Focus today turns to Fed Chairman Jerome Powell’s semi-annual testimony at 16.00 CET in the House Financial Services Committee.

This morning at 8.00 CET we have UK CPI for May. Consensus is for unchanged core CPI after it jumped to a new cycle high to 6.8% in April from 6.2% in March.

In the Nordics, we have Swedish unemployment out at 8.00 CET while awaiting the Norges Bank meeting tomorrow.

The 60 second overview

Markets: European equity markets broadly declined yesterday as market sentiment remains cautious so far this week. Especially concerns about the health of China’s economy seems to weigh on risk appetite. Also in the US, equity markets ended the session lower after the Juneteenth holiday, as all three major indexes fell. This morning, risk-off has continued with Asian markets broadly in red, driven by retreating Chinese tech shares. Futures point to a slight positive open in Europe and a flat US open. Elsewhere, the USD strengthened against most G10 currencies, while EUR/SEK broke through 11.80 for the first time ever and posted a fresh all-time-high. US yields declined moderately across the curve, especially in the long end with 10Y Treasury shedding 3-4bp.

Fed Chairman Powell testimony: The congressional testimony offers Powell a chance to give more guidance on policy in a follow-up to the Fed meeting last week. However, given the short time span between the two events we doubt he will give many new clues. The Fed is data dependent and has a meeting-by-meeting approach so their next decision on 26 July is likely to not least hinge on the next CPI release (12 July) as well as employment report (7 July). Our call is that the Fed is done raising rates.

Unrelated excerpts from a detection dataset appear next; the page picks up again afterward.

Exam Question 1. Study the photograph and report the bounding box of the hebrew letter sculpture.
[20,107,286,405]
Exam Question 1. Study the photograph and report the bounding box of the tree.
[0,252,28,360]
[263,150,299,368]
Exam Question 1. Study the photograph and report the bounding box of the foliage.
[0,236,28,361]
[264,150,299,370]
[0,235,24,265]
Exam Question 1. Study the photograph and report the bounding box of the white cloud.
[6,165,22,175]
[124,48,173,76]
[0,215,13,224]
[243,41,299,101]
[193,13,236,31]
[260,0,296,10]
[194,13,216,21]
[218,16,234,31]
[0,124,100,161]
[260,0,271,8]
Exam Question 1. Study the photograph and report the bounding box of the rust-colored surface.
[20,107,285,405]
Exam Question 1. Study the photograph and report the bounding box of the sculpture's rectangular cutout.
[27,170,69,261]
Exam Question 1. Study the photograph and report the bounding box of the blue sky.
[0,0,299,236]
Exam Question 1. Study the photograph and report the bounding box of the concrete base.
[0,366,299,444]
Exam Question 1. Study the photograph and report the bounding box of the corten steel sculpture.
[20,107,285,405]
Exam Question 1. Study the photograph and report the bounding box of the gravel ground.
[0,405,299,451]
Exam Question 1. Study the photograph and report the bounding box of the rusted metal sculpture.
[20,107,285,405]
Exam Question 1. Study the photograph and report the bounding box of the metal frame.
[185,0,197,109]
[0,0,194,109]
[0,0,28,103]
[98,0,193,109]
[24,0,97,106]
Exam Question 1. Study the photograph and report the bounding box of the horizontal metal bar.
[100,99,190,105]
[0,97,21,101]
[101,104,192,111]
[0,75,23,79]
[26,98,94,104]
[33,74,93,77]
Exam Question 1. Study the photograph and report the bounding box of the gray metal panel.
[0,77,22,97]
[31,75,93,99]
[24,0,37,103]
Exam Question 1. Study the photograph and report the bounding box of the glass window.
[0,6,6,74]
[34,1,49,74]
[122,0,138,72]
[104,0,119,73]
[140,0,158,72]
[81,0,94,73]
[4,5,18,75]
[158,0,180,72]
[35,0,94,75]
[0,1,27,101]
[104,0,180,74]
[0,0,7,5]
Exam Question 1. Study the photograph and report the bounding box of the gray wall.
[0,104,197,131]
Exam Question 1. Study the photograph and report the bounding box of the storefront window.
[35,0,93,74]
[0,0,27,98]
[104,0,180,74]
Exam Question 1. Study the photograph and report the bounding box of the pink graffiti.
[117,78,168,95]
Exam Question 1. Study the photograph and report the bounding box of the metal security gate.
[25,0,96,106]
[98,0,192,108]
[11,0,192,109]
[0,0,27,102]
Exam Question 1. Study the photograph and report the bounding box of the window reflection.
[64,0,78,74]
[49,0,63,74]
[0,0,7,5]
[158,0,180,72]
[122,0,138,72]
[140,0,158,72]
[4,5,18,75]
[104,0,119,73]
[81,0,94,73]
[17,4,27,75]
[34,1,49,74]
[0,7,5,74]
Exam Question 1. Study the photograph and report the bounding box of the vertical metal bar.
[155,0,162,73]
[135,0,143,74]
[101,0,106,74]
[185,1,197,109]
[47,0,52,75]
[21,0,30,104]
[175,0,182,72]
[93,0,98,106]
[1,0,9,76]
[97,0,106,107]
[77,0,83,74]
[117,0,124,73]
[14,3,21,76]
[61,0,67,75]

Equities: Equities were slightly lower on Tuesday. However alike Monday, it was not a clear risk-off session. There was no distinction between cyclicals and defensives, but health care and consumer discretionary faired the best while energy, real estate and utilities plummeted 2-3%. Also, VIX was roughly unchanged at the ultra-low level of 14. Both the US and Europe were down about -0.5%. Futures are unchanged to a tad higher today.

FI: Long yields drifted lower through yesterday’s trading session as a reversal of Tuesday’s sell-off. Both core countries and peripherals saw the 10y point declining by about 10bp. However, the front end of the curve saw relatively smaller changes throughout the day. As a result, the 2s10s German bond spread reached a new low of -71bp, marking the most inverted curve since 1992. Spreads between Italy and Germany continued widening moderately but still trade close to the tightest levels since the start of the year. In the US, similar to Europe, curve inversion was the theme of the day with rates declining markedly across tenors.

FX: EUR/SEK reached new all-time highs yesterday, briefly break through the 11.80 mark on shaky risk sentiment. In line with SEK, EUR/NOK likewise moved higher throughout yesterday’s session. EUR/USD continues this week’s moderate decline, hovering around the 1.09 mark. Today, the big market mover for GBP is the May inflation numbers out this morning, the final Tier 1 data release prior to the Bank of England meeting Thursday.

Credit: Credit Markets were relatively stable on Tuesday even as the recent rally in equities began to lose steam. Itrax main widened 0.2bp to close at 76.2bp and Itrax Xover widened 2.2bp to close at 401.3bp. Primary markets were once again fairly active ahead of the summer lull.

Nordic macro

Sweden: Ahead of today’s LFS labour market statistics, we have observed continued resilience from, e.g., the PES data which showed that the unemployment rate dropped further in May. LFS data should go in the same direction. The SCB survey will also provide information regarding the employment rate, labour force and hours worked, where the latter is often an early indicator of were the labour market is heading.